I woke up this morning--for the second time, having had the joy of being awake from about 0230-0500--and came to one of those points where I have a clear choice. I can either keep hiding under my blankets and wait for it all to go away, or I can kick my ass out of gear, stand up, and take command of my life again. I locate the sphere of myself, draw the circle, and simultaneously limit and accept what I'm responsible for. This doesn't make everything okay, it doesn't hash things out with the nice girl who's justifiably irritated with me for the four or five days I was avoiding dealing with whatever lay between us (which was, I think, itself pretty irritating, regardless of how much or how little control I had over it). But I can stand up and smile and not apologize constantly, and work through it as myself.
And this is just a choice, like deciding to climb a mountain or just get off the couch to go do stuff.

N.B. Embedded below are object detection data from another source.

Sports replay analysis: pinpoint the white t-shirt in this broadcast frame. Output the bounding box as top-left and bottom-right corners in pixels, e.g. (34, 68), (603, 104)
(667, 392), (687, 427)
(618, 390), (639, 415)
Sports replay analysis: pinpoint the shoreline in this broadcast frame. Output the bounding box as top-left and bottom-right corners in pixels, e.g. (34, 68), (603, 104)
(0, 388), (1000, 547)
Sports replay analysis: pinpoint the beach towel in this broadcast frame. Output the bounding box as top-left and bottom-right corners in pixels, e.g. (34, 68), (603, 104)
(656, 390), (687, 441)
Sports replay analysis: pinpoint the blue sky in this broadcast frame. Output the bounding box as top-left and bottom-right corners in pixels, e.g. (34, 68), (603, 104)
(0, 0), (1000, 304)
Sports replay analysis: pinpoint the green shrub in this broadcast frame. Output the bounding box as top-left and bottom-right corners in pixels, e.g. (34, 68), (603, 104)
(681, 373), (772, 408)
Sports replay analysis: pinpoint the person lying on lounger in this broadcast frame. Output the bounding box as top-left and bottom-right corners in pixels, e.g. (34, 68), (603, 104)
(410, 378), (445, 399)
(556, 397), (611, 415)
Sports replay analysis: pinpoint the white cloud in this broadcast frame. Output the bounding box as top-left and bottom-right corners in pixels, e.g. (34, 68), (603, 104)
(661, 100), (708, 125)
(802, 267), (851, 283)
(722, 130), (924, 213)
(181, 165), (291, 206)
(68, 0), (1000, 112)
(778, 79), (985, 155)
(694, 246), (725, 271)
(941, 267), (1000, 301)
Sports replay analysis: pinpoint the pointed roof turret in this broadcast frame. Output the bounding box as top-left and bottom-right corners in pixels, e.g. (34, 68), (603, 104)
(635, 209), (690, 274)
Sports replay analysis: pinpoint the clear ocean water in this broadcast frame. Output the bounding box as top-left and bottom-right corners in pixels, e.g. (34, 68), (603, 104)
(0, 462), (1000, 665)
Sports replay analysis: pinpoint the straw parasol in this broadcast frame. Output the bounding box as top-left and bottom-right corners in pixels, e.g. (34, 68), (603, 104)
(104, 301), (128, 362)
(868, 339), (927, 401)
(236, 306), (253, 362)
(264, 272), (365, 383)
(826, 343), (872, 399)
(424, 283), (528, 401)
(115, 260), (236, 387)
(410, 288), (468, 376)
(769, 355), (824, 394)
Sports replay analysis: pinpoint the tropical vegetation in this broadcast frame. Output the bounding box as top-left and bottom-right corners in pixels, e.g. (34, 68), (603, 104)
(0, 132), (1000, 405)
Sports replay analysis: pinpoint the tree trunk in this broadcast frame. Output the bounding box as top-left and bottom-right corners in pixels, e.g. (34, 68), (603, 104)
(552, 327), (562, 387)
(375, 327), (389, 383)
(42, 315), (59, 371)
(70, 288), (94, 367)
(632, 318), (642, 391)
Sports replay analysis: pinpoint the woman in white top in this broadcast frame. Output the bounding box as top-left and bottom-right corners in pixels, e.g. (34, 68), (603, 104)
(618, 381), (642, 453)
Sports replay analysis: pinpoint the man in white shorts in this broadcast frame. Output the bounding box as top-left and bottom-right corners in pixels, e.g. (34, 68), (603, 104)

It just takes some time for that particular choice to become deeply apparent to me. Some of us would have been happier if I'd seen my way to that choice on, say, last Wednesday. But that's not what happened, and here we are.

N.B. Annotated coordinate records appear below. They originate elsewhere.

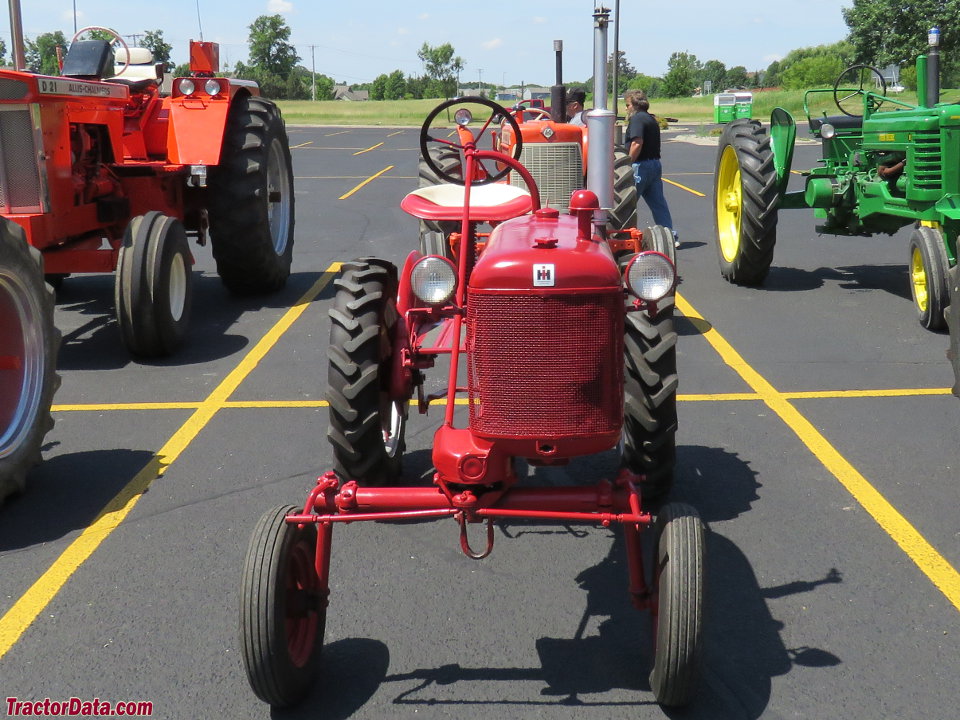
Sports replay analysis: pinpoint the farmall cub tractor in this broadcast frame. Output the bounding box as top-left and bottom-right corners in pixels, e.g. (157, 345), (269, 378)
(240, 98), (704, 706)
(0, 22), (294, 358)
(714, 29), (960, 392)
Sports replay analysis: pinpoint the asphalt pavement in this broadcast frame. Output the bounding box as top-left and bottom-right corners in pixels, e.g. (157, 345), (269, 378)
(0, 121), (960, 720)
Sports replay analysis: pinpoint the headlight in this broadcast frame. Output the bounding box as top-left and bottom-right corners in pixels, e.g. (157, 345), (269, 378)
(624, 251), (677, 302)
(410, 255), (457, 305)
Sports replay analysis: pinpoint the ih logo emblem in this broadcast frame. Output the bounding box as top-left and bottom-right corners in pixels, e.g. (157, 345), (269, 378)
(533, 263), (557, 287)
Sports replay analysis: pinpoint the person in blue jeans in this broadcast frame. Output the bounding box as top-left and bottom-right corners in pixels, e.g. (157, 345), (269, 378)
(623, 90), (680, 247)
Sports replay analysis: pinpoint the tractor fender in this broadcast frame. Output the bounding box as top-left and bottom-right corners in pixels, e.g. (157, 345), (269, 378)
(770, 107), (797, 197)
(167, 78), (259, 165)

In other news, I bought new hardware, finally, for the first time since 1998. Well, mostly-new. Modern. My first new-to-me machine since, um, 2001, I think, right before I got laid off, when I thought I'd have to give back the laptop from that job. (They asked for it back twice, I was set to give it back and said sure, if they could meet me in the East Bay someplace I'd get it to them. No response, but screw them: nobody who lies to me like they did gets me to haul my ass into San Francisco to make their lives easier.) I am stunned by how unsanely cheap computers are: this an AMD Athlon 2.2GHz, 260MB RAM, 160gig hard drive, DVD/CD reader/writer, relatively nice graphics card, and Firewire card, on a nice motherboard with onboard sound and 4 USB ports, in a good case, for $350. It's crazy. I remember when 6 megabyte hard drive cost many thousands of dollars. What the hell.
I have an active job lead...it's in San Francisco, so I'm being cautious, but we'll see what happens. I got another lead on a job about 2 miles from the house. w00t!